Wenn ich genau überlege, sind traurige Gedichte eh immer viel besser als fröhliche. Und wer weiß, vielleicht ist in meinem Leben ja auch nur die erste Strophe nicht so fröhlich, keiner hat gesagt, dass das nicht geht, es gibt bestimmt Gedichte, in denen die erste Strophe nicht so fröhlich ist, danach aber schon, es gibt alles auf der Welt, warum sollte da bisher niemand drauf gekommen sein, wer weiß, vielleicht wird mein Leben noch ein echtes Märchen, und Märchen fangen immer katastrophal an und enden gut.

Guck mal, sagt der im Rollstuhl plötzlich und zeigt auf mich, die heult ja.

Alles in Ordnung, fragt Jameelah und schaut mich erschrocken an.

Ja, sage ich leise, ist nur das Lied, das macht mich traurig.

Der Kindersitztyp kippt sich noch einen Kurzen.

Warum heulst du denn, sagt er.

Ich heul doch gar nicht, sage ich, ich hab was im Auge.

Der Kindersitztyp schaut mich durchdringend an.

Bei euch Frauen weiß man nie, ob ihr wirklich heult oder ob ihr nur so tut, als ob.

Jetzt lass sie doch heulen, sagt der im Rollstuhl.

Nee, du gehst dir jetzt mal schön das Gesicht waschen, sagt der Kindersitztyp und schaltet wieder auf Terra X um.

Als ich aus dem Bad komme, sehe ich, dass Jameelah bei dem Kindersitztypen im Bett liegt. Der im Rollstuhl wartet schon auf mich, sein Cowboyhut liegt auf dem Nachttisch, die Hose und sein T-Shirt hat er sich ausgezogen. Mit seiner weißen Haut und den langen blonden Haaren sieht er aus wie eine Albinonacktschnecke. Während ich zu ihm ins Bett krieche, frage ich mich, ob der überhaupt einen hochkriegt. Er drückt mich aufs Bett und fängt an, mich überall abzulecken, voll kalt wird mir an den Stellen. Als er mich mal kurz loslässt, suche ich in Jameelahs Rucksack, der zwischen den beiden Betten liegt, ein Gummi, ich erwische ein rotes und stecke es mir mit dem Zipfel nach innen in den Mund. Der im Rollstuhl liegt schon bereit, sein Ding hat vom friendly fire nichts abbekommen, sehe ich, also stülpe ich das Gummi über. Der im Rollstuhl stöhnt. Im Hintergrund läuft immer noch Terra X, irgendwas über das ewige Eis. Ein Eisbär gräbt sich im Winter nicht ein, sondern legt sich auf einen Eisberg und lässt sich vom Schnee einwehen, bis er ganz bedeckt ist, dann bekommt er seine Jungen, sagt der Mann im Fernsehen.

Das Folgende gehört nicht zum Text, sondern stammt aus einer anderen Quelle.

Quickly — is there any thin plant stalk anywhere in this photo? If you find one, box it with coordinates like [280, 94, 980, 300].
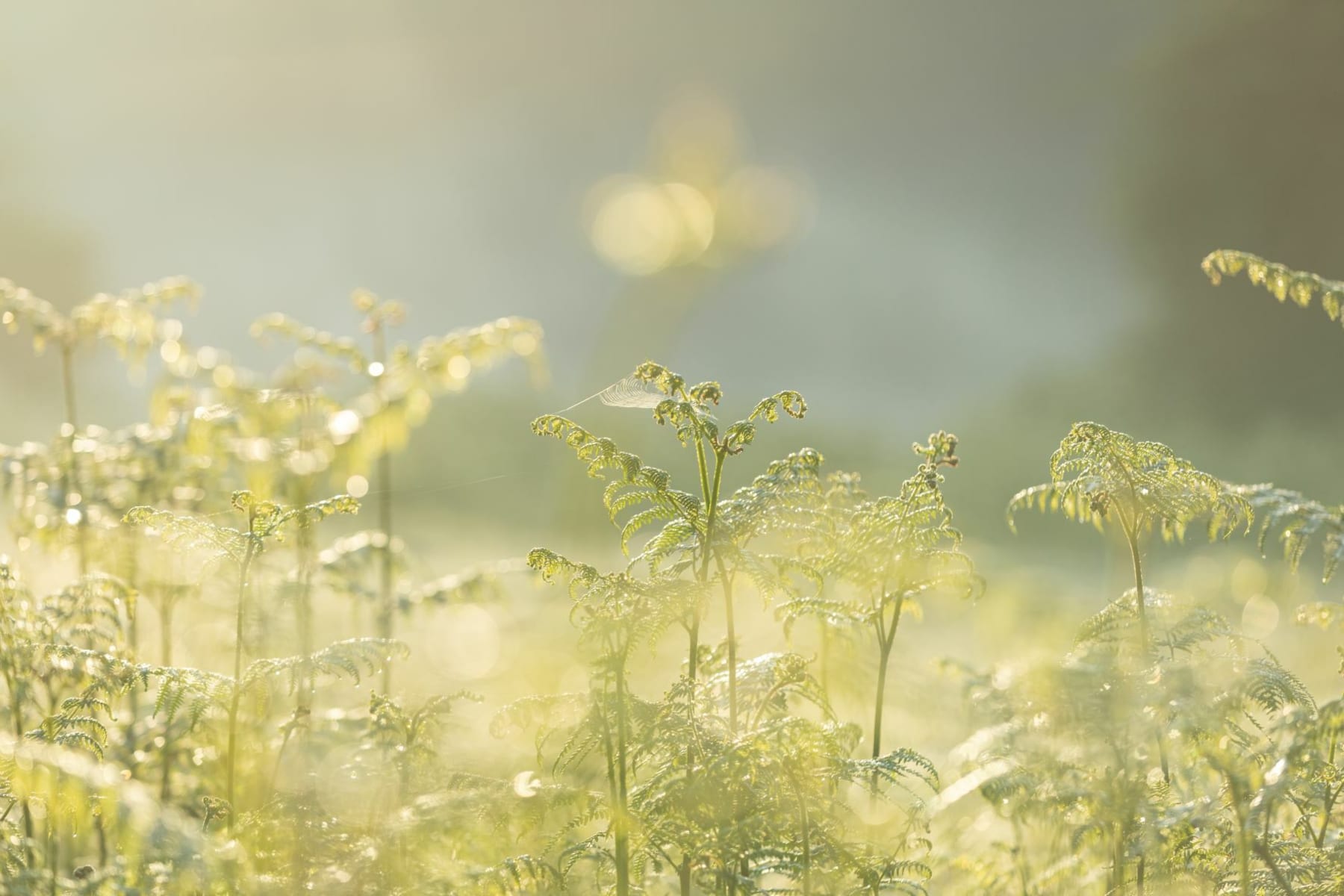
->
[225, 511, 257, 833]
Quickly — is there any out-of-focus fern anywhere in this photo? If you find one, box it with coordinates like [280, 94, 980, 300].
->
[1201, 249, 1344, 323]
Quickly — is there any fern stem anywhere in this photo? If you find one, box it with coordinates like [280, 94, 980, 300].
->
[373, 321, 396, 694]
[786, 771, 812, 896]
[1316, 735, 1344, 849]
[225, 529, 257, 833]
[60, 343, 89, 576]
[1121, 514, 1172, 783]
[872, 594, 906, 797]
[715, 556, 738, 735]
[615, 644, 630, 896]
[5, 666, 34, 868]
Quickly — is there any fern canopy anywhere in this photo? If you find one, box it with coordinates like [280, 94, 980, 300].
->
[1008, 423, 1254, 540]
[1231, 485, 1344, 582]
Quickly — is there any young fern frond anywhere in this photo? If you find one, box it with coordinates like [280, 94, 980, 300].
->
[1008, 423, 1254, 540]
[1200, 249, 1344, 324]
[0, 277, 200, 363]
[1230, 485, 1344, 582]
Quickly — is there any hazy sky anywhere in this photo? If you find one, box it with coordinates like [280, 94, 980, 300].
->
[0, 0, 1220, 437]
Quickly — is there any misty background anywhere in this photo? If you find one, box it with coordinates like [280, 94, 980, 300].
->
[0, 0, 1344, 575]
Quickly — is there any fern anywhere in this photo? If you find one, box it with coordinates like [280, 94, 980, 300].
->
[1201, 249, 1344, 321]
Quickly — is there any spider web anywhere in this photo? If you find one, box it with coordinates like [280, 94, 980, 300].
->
[561, 375, 667, 414]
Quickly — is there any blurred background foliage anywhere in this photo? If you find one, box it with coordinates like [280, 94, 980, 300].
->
[0, 0, 1344, 762]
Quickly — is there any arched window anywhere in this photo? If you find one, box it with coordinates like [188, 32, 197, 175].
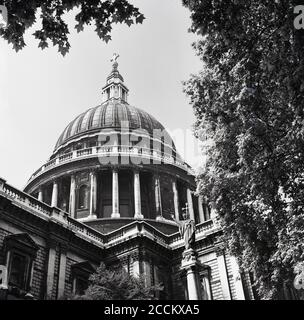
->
[78, 185, 89, 209]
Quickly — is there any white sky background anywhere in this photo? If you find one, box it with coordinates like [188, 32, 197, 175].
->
[0, 0, 202, 188]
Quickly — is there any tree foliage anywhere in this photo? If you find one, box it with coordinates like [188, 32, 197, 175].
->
[0, 0, 145, 55]
[183, 0, 304, 299]
[72, 263, 162, 300]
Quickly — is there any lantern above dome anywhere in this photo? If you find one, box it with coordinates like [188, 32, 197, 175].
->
[102, 53, 129, 102]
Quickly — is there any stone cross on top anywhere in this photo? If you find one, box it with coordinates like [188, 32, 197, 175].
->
[111, 53, 119, 63]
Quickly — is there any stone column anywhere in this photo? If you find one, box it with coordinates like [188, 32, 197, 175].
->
[69, 175, 76, 218]
[154, 174, 163, 217]
[230, 256, 245, 300]
[187, 268, 199, 300]
[38, 188, 43, 202]
[46, 247, 56, 300]
[197, 196, 206, 223]
[51, 181, 58, 207]
[111, 168, 120, 218]
[57, 247, 66, 299]
[181, 249, 201, 300]
[187, 188, 195, 221]
[172, 180, 179, 221]
[216, 249, 231, 300]
[134, 171, 144, 219]
[89, 172, 97, 219]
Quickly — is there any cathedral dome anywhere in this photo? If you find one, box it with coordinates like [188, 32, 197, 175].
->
[55, 99, 164, 150]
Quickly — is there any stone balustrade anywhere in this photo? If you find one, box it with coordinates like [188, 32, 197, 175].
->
[28, 145, 193, 183]
[0, 178, 220, 250]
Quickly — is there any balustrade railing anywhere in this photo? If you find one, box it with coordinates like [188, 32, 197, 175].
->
[29, 145, 192, 182]
[0, 179, 218, 248]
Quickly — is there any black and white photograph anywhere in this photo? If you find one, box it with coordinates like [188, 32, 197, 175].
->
[0, 0, 304, 308]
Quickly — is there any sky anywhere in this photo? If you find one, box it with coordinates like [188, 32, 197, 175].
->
[0, 0, 202, 189]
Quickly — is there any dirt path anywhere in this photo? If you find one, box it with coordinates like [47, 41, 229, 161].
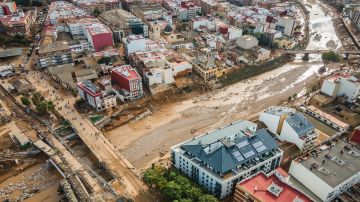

Eigentlich ist es gut, dass der im Rollstuhl keine Beine mehr hat, dann kann er zumindest nicht oben liegen, überhaupt kann er sich eigentlich so gut wie gar nicht bewegen, und das finde ich gut. Ich mache die Augen zu und stelle mir vor, jemand Nettes sitzt neben mir an der Bettkante und sagt, mach einfach, du weißt doch, wie es geht, ist alles nicht so schlimm, ist wie üben, an Fröschen oder Toten, schau mal, der ist ja kein echter Mann, das ist immer noch Übung, denke ich, das ist immer noch irgendwie Übung. Ich mache es langsam, damit es nicht wehtut, aber irgendwie tut es gar nicht weh, auch, wenn ich es schneller mache, fühlt sich alles nur etwas eingequetscht an, kann aber auch daran liegen, dass ich ziemlich voll bin. Ich bewege mich hin und her, der Typ ruckelt, so gut er kann, mit seinem Oberkörper mit, und zusammen fühlt sich das an, wie als Mama mich früher im Kaufland auf dieses Pferd gelassen hat, auf dem man für 50 Cent eine Minute reiten durfte, aber ob es sich wie echtes Reiten anfühlt, weiß ich nicht, ich bin ja noch nie geritten, und vielleicht denke ich das ja auch nur, weil alle immer vom Reiten sprechen, wenn sie vom Bumsen sprechen, Rainer zumindest, und Rainer ist wie alle.

Ich nehme den Cowboyhut vom Nachttisch und setze ihn mir auf. Der im Rollstuhl hat die Augen zu, er stöhnt, im Hintergrund läuft immer noch Terra X. Es geht immer noch um den Nordpol, und da fällt mir ein, dass ich mit Papa früher manchmal Terra X geschaut habe, da gab es mal eine Urwaldfolge, eingeborene Jungs, ungefähr so alt wie Jameelah und ich, mussten sich in einer Reihe aufstellen. Sie haben sich die Hände vor die Eier gehalten wie beim Fußball, wie wenn es einen Freistoß gibt, nur waren sie alle nackt, und statt vor einem Tor standen sie vor einem kleinen Zelt. Zwischendurch kam immer ein heulender Junge aus dem Zelt raus, immer hat er am Schwanz geblutet.

Der im Rollstuhl stöhnt wieder.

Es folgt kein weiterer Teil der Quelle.